- Ziff Jr. in 2002
- Born: William Bernard Ziff Jr. June 24, 1930
- Died: September 6, 2006 (aged 76) Pawling, New York, U.S.
- Education: B.A. Rutgers University
- Occupation: Businessman
- Known for: CEO of Ziff Davis Inc.
- Spouse(s): Barbara Ingrid Beitz (divorced) Tamsen Ann Kojis
- Children: with Beitz:Dirk Edward Ziff; Robert D. Ziff; Daniel M. Ziff;
- Parent: William Bernard Ziff Sr.

= William B. Ziff Jr. =

American publishing executive (1930–2006)

William Bernard "Bill" Ziff Jr. (June 24, 1930 – September 9, 2006) was an American publishing executive. His father, William Bernard Ziff Sr., was the co-founder of Ziff Davis Inc. and when the elder Ziff died in 1953, Ziff took over the management of the company. After buying out partner Bernard G. Davis, he led Ziff Davis to become the most successful publisher of technology magazines in the 1970s and 1980s.

==Biography==
He was born on June 24, 1930, to Bill Ziff Sr., a Jewish American publishing executive and author, and his second wife, Amelia Mary Morton. He was mainly raised in Miami, and then moved with his family to Sarasota, in 1947. A polymath with a photographic memory, he graduated from Rutgers University in 1951, then studied philosophy in West Germany. In 1953, after the death of his father, he moved to New York City to lead Ziff Davis Inc. Four years later, he bought out co-founder Bernard Davis, who then launched Davis Publications Inc. Ziff then re-directed the company toward enthusiast magazines and trade publications, with the acquisition of such titles as Car and Driver, Popular Electronics, PC Magazine, World Aviation Directory and Computer Shopper.

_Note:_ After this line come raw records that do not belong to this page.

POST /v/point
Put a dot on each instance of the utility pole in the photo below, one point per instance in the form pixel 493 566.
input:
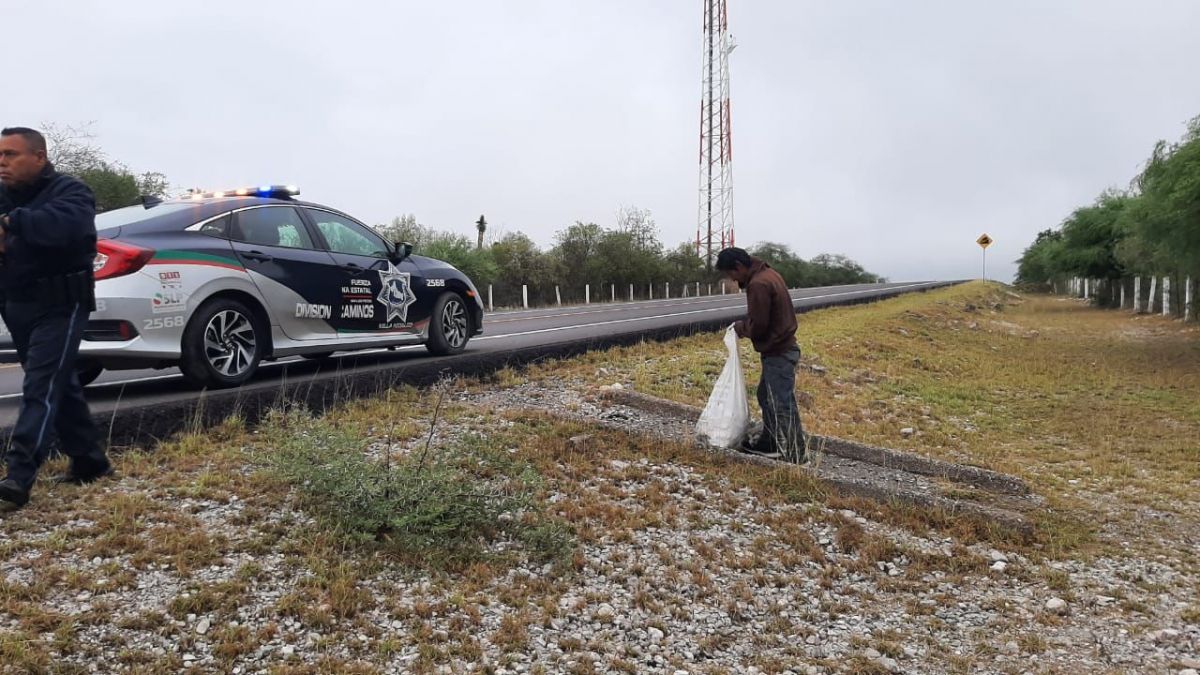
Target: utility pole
pixel 714 230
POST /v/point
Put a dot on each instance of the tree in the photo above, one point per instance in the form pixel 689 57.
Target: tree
pixel 577 251
pixel 72 150
pixel 405 228
pixel 1036 267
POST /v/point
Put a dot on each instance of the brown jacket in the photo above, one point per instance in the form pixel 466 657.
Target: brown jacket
pixel 771 315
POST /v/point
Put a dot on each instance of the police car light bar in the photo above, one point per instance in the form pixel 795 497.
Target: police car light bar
pixel 271 191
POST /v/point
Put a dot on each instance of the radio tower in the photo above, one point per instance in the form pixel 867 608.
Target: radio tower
pixel 715 227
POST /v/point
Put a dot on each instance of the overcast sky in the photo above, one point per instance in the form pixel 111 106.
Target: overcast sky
pixel 893 132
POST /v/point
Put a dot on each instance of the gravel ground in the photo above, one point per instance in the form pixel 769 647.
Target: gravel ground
pixel 723 583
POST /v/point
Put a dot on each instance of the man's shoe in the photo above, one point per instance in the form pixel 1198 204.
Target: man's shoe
pixel 763 451
pixel 12 494
pixel 82 476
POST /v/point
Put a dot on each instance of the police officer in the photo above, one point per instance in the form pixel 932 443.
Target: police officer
pixel 48 244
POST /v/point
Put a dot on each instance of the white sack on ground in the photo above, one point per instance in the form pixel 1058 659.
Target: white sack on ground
pixel 727 413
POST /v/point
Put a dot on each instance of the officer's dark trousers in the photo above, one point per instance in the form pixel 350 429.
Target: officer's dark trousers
pixel 47 340
pixel 777 398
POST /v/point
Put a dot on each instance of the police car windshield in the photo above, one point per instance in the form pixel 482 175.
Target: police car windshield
pixel 117 217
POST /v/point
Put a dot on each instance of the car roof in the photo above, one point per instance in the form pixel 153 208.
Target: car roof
pixel 175 214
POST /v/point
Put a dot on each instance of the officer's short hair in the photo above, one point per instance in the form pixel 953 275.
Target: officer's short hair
pixel 31 136
pixel 730 258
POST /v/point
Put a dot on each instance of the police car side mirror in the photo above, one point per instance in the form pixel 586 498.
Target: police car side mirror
pixel 403 249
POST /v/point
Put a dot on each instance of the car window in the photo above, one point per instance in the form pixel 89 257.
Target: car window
pixel 273 226
pixel 347 237
pixel 217 227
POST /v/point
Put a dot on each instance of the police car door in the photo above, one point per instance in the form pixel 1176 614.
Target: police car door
pixel 298 280
pixel 378 296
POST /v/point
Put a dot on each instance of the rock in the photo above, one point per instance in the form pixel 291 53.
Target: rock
pixel 605 614
pixel 1164 635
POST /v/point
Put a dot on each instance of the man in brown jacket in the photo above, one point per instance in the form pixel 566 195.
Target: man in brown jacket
pixel 771 327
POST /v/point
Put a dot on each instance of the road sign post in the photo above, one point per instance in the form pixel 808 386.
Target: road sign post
pixel 984 242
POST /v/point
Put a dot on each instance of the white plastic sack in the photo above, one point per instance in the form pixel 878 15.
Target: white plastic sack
pixel 727 414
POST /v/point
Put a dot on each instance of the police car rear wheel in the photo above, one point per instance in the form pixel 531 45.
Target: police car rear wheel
pixel 449 326
pixel 222 345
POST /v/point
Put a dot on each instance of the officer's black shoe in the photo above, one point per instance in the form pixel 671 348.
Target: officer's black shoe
pixel 761 449
pixel 12 495
pixel 79 473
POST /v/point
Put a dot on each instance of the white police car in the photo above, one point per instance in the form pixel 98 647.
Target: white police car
pixel 220 281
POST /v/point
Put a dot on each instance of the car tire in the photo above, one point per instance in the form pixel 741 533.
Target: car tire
pixel 223 344
pixel 449 326
pixel 88 370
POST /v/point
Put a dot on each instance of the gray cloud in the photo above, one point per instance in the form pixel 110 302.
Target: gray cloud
pixel 893 132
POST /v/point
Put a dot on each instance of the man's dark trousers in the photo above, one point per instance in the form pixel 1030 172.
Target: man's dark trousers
pixel 47 340
pixel 777 398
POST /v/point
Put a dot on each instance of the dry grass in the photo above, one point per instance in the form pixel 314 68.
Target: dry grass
pixel 1077 400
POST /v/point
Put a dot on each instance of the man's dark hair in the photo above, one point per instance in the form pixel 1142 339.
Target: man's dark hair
pixel 31 136
pixel 730 258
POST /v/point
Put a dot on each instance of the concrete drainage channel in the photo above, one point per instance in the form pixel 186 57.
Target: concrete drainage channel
pixel 144 424
pixel 862 471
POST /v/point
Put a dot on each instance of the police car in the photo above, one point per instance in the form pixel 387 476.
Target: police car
pixel 216 282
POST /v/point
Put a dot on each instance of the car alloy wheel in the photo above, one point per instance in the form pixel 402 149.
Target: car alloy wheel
pixel 454 323
pixel 229 342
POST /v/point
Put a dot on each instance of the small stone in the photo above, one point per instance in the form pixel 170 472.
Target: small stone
pixel 1164 635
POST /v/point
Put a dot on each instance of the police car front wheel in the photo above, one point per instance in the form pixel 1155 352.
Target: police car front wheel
pixel 222 344
pixel 449 326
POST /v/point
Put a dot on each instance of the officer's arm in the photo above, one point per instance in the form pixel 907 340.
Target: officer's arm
pixel 66 220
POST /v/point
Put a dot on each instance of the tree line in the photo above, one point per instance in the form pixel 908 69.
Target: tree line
pixel 1149 230
pixel 583 255
pixel 606 260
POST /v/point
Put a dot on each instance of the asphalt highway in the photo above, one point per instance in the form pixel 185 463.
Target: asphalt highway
pixel 155 402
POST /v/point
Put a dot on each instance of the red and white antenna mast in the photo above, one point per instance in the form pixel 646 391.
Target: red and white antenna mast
pixel 715 227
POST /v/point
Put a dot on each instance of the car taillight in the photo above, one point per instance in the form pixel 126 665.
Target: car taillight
pixel 117 258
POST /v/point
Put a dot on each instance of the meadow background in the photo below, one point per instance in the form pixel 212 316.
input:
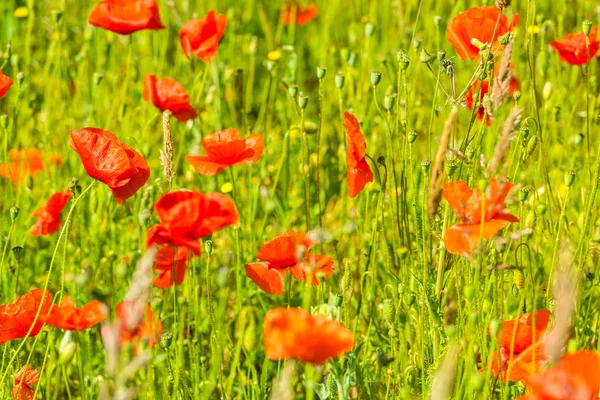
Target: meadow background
pixel 408 302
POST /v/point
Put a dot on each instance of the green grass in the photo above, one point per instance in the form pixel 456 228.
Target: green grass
pixel 408 302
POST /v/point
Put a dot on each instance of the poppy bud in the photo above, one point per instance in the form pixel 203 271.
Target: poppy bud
pixel 339 80
pixel 14 213
pixel 208 247
pixel 18 253
pixel 302 100
pixel 425 57
pixel 293 91
pixel 375 78
pixel 412 136
pixel 547 91
pixel 586 27
pixel 403 60
pixel 570 177
pixel 166 340
pixel 66 349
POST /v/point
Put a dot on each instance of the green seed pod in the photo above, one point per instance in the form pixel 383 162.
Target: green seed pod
pixel 375 78
pixel 570 177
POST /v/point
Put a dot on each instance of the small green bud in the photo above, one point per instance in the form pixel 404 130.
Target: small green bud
pixel 302 100
pixel 425 57
pixel 586 27
pixel 339 80
pixel 570 177
pixel 321 72
pixel 375 78
pixel 14 213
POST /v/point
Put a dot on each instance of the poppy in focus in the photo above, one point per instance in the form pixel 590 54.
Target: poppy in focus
pixel 25 163
pixel 126 16
pixel 137 323
pixel 295 333
pixel 24 380
pixel 288 252
pixel 571 49
pixel 225 149
pixel 575 376
pixel 168 94
pixel 525 336
pixel 49 214
pixel 68 317
pixel 461 239
pixel 169 258
pixel 187 216
pixel 201 36
pixel 478 23
pixel 303 15
pixel 5 84
pixel 18 317
pixel 110 161
pixel 359 173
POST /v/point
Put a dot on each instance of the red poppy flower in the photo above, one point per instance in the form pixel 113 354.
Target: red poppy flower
pixel 49 214
pixel 5 84
pixel 303 15
pixel 24 380
pixel 126 16
pixel 571 49
pixel 201 36
pixel 137 323
pixel 288 252
pixel 359 173
pixel 294 333
pixel 168 94
pixel 460 239
pixel 18 317
pixel 575 376
pixel 68 317
pixel 187 216
pixel 26 162
pixel 110 161
pixel 477 23
pixel 469 98
pixel 225 149
pixel 167 259
pixel 527 357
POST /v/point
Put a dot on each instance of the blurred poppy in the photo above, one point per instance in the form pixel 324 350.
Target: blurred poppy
pixel 24 380
pixel 168 94
pixel 294 333
pixel 359 173
pixel 225 149
pixel 25 163
pixel 17 318
pixel 5 84
pixel 187 216
pixel 571 49
pixel 303 15
pixel 110 161
pixel 528 357
pixel 575 376
pixel 49 214
pixel 126 16
pixel 169 258
pixel 478 23
pixel 201 36
pixel 470 102
pixel 288 252
pixel 460 239
pixel 137 323
pixel 68 317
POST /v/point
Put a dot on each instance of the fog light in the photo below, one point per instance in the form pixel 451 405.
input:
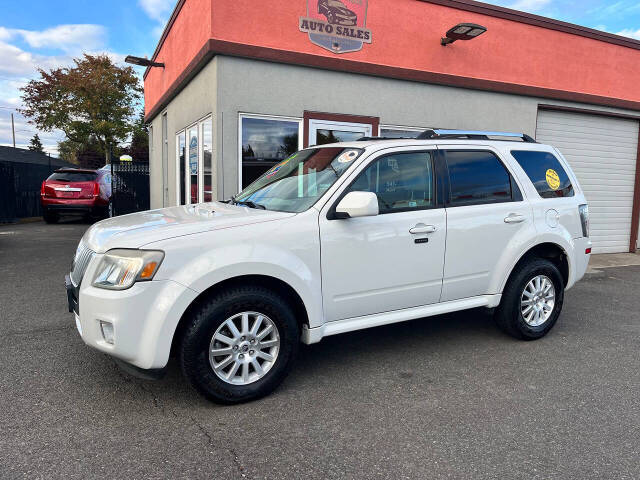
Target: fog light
pixel 107 331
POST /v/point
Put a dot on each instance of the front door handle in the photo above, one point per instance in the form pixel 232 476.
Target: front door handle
pixel 514 218
pixel 422 228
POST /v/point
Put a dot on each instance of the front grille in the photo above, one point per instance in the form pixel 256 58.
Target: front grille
pixel 80 262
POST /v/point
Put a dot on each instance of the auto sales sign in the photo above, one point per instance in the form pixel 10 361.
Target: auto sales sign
pixel 337 25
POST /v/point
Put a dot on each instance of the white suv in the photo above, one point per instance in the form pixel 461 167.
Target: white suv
pixel 335 238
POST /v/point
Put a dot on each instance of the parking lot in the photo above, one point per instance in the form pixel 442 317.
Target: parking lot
pixel 446 397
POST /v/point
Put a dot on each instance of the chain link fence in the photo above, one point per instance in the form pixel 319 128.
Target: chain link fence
pixel 129 187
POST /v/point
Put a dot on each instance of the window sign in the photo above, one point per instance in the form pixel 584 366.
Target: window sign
pixel 193 155
pixel 193 163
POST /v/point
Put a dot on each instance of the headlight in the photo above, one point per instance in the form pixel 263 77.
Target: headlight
pixel 120 268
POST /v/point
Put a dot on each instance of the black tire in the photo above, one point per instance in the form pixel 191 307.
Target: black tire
pixel 205 320
pixel 50 218
pixel 509 316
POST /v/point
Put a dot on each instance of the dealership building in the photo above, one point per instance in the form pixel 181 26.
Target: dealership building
pixel 238 85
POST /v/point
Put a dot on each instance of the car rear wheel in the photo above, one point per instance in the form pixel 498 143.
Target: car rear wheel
pixel 240 344
pixel 532 300
pixel 50 217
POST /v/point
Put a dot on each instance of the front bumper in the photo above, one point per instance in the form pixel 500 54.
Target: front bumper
pixel 144 318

By focusing on enthusiast and trade publications, Ziff's salesmen were able to directly target advertisers who wanted to market to a specific audience. His approach was very successful: manufacturers and retailers were eager to advertise in his magazines at a time when general-interest publications were largely suffering from declining advertising sales.

In 1978, Ziff was diagnosed with prostate cancer, with a prognosis of only a few years to live. In 1984, he sold most of the consumer and business magazines for US$712.5 million keeping a few computer titles like PC Magazine. His computer magazines pioneered the format of conducting sophisticated technical tests of computer products; as a result, their reviews would often make or break the introduction of new personal computers, modems, or CD-ROM drives. During the rapid-growth genesis of personal computing, Ziff Davis quickly became the dominant computer publishing firm in the world. Ziff had wanted to turn the business over to his sons – Daniel, Dirk and Robert – but they did not desire the responsibility. In 1994, he announced the sale of the publishing group to Forstmann Little & Company for US$1.4 billion. The sale of the electronic publishing unit occurred later.

==Personal life and death==
In 1963, Ziff married Barbara Ingrid Beitz in a Methodist ceremony. She was the daughter of the German industrialist Berthold Beitz and his wife Elsa, who were recognized by Yad Vashem (the Holocaust Martyrs' and Heroes' Remembrance Authority) as "Righteous among the Nations", for being the rare example among ethnic Germans by providing refuge and risking their lives to save Jews during World War II. They had three sons: Dirk Edward Ziff (b. 1965); Robert D. Ziff (b. 1967); Daniel M. Ziff (b. 1973). His sons are principals of Ziff Brothers Investments, in Manhattan and Greenwich, Connecticut; they were named on the 2012 Forbes 400 list of the richest Americans, with an aggregate net worth of approximately $12.6 billion.

Ziff later married future Metropolitan Opera chair Tamsen Ann Kojis, daughter of Dr. Ferdinand Kojis and Harriet Henderson (also known as noted opera soprano Harriet Henders who performed with famed conductors Arturo Toscanini and George Szell). Ziff died from prostate cancer in Pawling, New York, where he lived with Kojis.